Europe is astride the stimulus tiger and dares not dismount. Mario Draghi’s European Central Bank (ECB) presidency will end in 2019. In the entire 19-year existence of the ECB, its chair has been held in sequence by a Hollander, a Frenchman and an Italian; Germany all the while drumming fingers and waiting its turn. Club Med Europe is just as dependent on the ECB to protect unsustainable debt and currency mistmatch with Germany as it was when Draghi took over in 2011. Germany has been hostile to the whole stimulus effort.

The U.S. 10-year T-note in the last year. The pattern has changed: we now have substantial “resistance” to declines in the 2.30 percent area, and equally strong resistance to increases beyond 2.40 percent. Thus, a forecast for a boring episode of choppiness until something happens.

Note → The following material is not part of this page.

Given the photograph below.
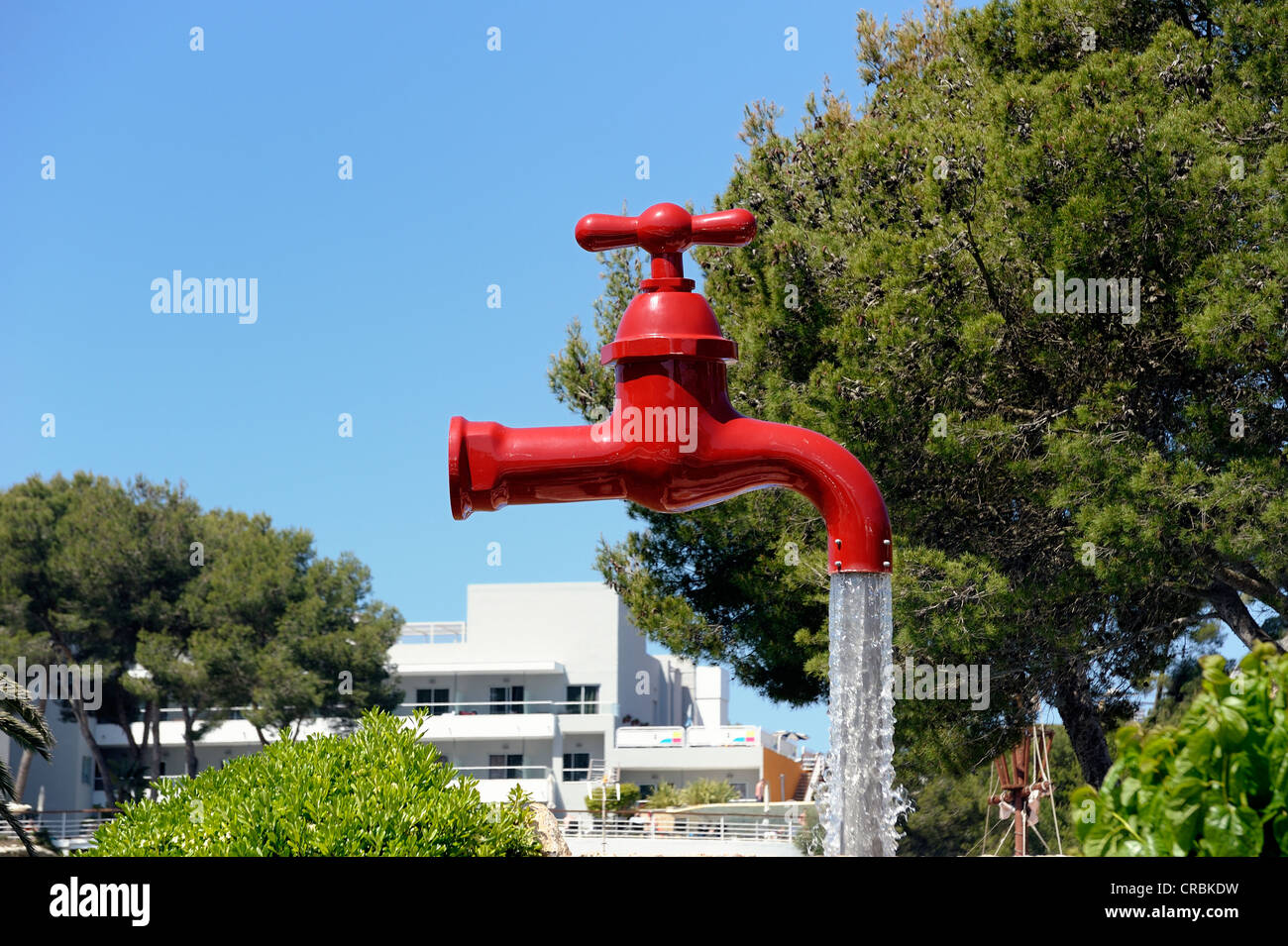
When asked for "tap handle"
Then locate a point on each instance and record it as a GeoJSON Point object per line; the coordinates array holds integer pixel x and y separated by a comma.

Japan’s financial affairs are hopeless, dependent on the Bank of Japan’s (BOJ) magic trick, making debt equal to double GDP disappear. Japan’s population is shrinking, and the last Japanese will owe a great deal of money.

It is hard to see how this synchrony symphony improves, but it might. Consider Mark Twain’ judgment of Wagner’s music: “It’s better than it sounds.”

U.S. 2-year T-note, one-year history. The Fed’s December hike is built-in, but 2s will begin to price the next one immediately afterwards, due by March.

We also cannot know effects already in train, especially in equity markets. Are they synchrony-bloated? Or overvalued by traditional measures, but under-valued in light of the fantastic and lucrative explosion of global trade? Nils Jensen, author of the Alhambra letter and concerned for years about a stock-market bubble, this month posted his clinching evidence.

He observes that the long-term U.S. GDP-to-wealth ratio has been 3.75 percent and is now 5.0 percent, aching for a fall. But the counter-argument asks (in a globalized world) more than half of S&P 500 earnings derived overseas: Why would the determinant of the wealth ratio be confined to U.S. GDP? Why not global GDP, or the growth rate in global trade?

The Atlanta Tracker is on track, 3 percent growth in Q4 2017 — above trend by any measure, tax cut stimulus on the way, and foreign central banks’ stimulus has canceled the effect of Fed rate hikes on U.S. long-term rates. That combination makes Fed rate-hike decisions easy.

I am sure that I don’t understand stocks and have no idea if its prices are pre-bubble or proper. But in the bond market we have plain-sight metrics.

Today, the U.S. 10-year T-note has risen to 2.40 percent; a German 10-year pays 0.41 percent; Japan’s is 0.03 percent. Reflective of each central bank’s future intentions, German 2-year notes pay negative 0.76 percent, Japan’s negative 0.19 percent and the U.S. 2-year positive 1.65 percent, which will rise to 1.80 percent after the Fed hike in December.

If you’re a pension fund or life insurance company or endowment, and you have to buy bonds, which ones will you buy? (Especially after considering currency risk.) You can earn 10.18 percent on Brazil’s 10-year, but paid in … what?

The Fed will push up short-term rates, which will exert pressure on long-term ones, but the ex-U.S. buy pressure is stronger than the Fed. The 2-year yield might rise above the 10-year in an “inversion,” previously a guarantee of recession, yet have no U.S. economic meaning whatsoever.

Politics. Markets have largely ignored politics in one of the most unusual years on record. Not this week.

On news that the huge corporate tax cut would be enacted but delayed, stocks thumped down this week. That move says two things: first, markets expect this tax bill to pass. Second, they expect the bill to benefit corporate earnings. If you think that the tax bill’s benefit to business will then flow to rising wages, the market disagrees with you.

The market thinks that it will keep the benefits.